Several years ago, I boarded a bus early one Saturday morning with thirty teenagers. We were headed to help the poor in El Salvador. The bus trip was a mere 3 hours to Chicago O’Hare and then we’d be in flight to Central America. As we left home that Saturday morning, I gave each high school student seven old El Salvadorian coins. 

As they were examining the foreign money, I told them that anytime that anyone used a first-person pronoun; it could cost them a coin. The person that caught them would get the coin.I had meant for the game to last a few days. But what we learned in the next three hours stuck with us even beyond the memories of the trip. 

In less than three hours, every leader on the bus was out of coins. I lost all seven of mine in the first 30 minutes. By the time we pulled into Continental Airline departures, there were just two very silent kids on the bus and their pockets were bulging with coins.

What did we conclude?  We are all pretty self-focused. And if we are talking, we are talking about ourselves.Our landing pages can have the very same problem. Take a moment and look at your landing pages. How much is focused on you? How much on your prospect? 

If all you do is talk about your qualifications, your expertise, your awards, your service, etc. ... you will miss connecting with the majority of your prospects. They will hit the dreaded back button and your conversion rate will drop. How do you fix this? 

You pay attention to your copy.  You rewrite it with the client in mind - focusing on the benefits of your product and service - not the just the features. Features are about your stuff and writing copy about your stuff is the easiest part of copywriting a site.

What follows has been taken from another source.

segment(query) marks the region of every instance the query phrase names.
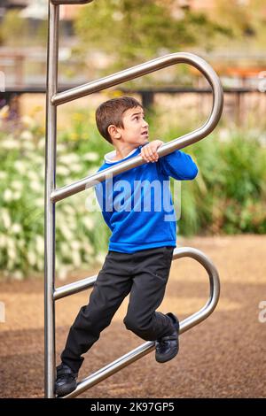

Benefits are how your stuff helps your client. Writing about the benefits of your product forces you to consider how your product or service solves a problem for the customer, how it helps them.  Take the time to put yourself in your prospect’s shoes, in his or her point of view, and then write about what your service or product will do for them.

Forget that your grammar teacher told you never to use “you” in formal writing. Your grammar teacher wasn’t trying to sell online. You are.

You need to grab the attention of your prospect and turn him or her into your client. You can do this. But you cannot do it when you are thinking about your product, your service. You can only do it when you are thinking from the framework of your client. Selling online is not about you. It’s not a “me, myself, or I game.”

It’s about your prospect. Write your copy with that in mind and your landing page will make you money.